With Pagerank, Google took a very different approach. Instead of considering each page in isolation, they examined the link structure of the entire web and computed a global evaluation of that structure. In other words, they began looking at the entire forest instead of just the individual trees. Google did other things too -- Pagerank is just one of many factors, but this general approach of evaluating information in a global context is fundamental to many of the algorithms. These algorithms made it easier for Google to spot which web sites were actually important, and which were just pretenders. Of course Google isn't perfect, and people can still manipulate rankings to some extent, but it was substantially better than the old way, and good enough to form the foundation of what is now a $174 billion dollar company.

Last week I wrote about Facebook gathering similar information about people. By collecting information about people and the links between them, they can start to get a global view of the human "forest". Unfortunately, based on many of the responses, that post wasn't very well written. A lot of people focused on how annoying Facebook applications are (true), how search results limited to your friends would be useless (also true), or other things completely unrelated to my point. A few people mentioned that Facebook hasn't done anything useful with this data, which is actually a good point, but I think that has more to do with Facebook and the newness of the data than it does with the value of the data. After all, the web was around for many years before Google came along and started profitably mining the link structure.
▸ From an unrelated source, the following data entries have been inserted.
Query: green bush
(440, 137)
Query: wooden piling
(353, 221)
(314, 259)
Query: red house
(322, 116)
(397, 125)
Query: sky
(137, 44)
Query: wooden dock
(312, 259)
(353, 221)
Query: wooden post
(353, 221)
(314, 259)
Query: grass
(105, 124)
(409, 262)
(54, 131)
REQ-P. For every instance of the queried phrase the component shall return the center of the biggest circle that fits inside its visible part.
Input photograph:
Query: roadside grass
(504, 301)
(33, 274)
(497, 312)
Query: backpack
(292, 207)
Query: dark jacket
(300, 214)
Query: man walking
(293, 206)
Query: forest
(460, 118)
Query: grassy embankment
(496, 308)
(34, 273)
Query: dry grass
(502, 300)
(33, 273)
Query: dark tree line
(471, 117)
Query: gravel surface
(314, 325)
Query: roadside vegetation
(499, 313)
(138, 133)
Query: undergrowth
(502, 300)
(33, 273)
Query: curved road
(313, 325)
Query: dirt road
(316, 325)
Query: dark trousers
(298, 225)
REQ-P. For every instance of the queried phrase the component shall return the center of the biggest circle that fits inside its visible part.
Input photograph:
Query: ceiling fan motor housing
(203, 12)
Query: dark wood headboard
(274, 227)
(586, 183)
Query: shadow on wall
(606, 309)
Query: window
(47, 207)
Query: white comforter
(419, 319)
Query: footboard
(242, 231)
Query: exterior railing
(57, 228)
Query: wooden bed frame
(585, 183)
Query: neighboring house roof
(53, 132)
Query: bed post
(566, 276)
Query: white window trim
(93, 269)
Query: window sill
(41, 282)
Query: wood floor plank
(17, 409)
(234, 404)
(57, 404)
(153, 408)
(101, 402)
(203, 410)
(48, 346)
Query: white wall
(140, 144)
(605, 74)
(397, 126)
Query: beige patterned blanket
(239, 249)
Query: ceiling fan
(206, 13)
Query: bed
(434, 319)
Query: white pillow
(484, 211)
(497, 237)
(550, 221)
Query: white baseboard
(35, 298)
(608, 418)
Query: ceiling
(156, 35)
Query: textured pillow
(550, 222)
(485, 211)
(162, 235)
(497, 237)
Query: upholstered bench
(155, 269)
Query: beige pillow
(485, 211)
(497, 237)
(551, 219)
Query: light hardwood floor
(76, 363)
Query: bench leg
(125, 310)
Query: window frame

Will Facebook ever do anything useful with the human link data? I have no idea, and it's not particularly important to me. However, I'm confident that SOMEONE will begin mining this data, and that it could ultimately be more valuable than the link data from the web. Facebook is a convenient example because they happen to have a head start on collecting the data, but others might be the first to actually profit from it. Google, in particular, is much better at data mining and also has quite a bit of human link data (from Gmail and Orkut). Microsoft+Yahoo will also have a nice data set, though I doubt that they will know what to do with it. Of course none of this data is perfectly clean and noise-free, but real data never is -- the web certainly isn't.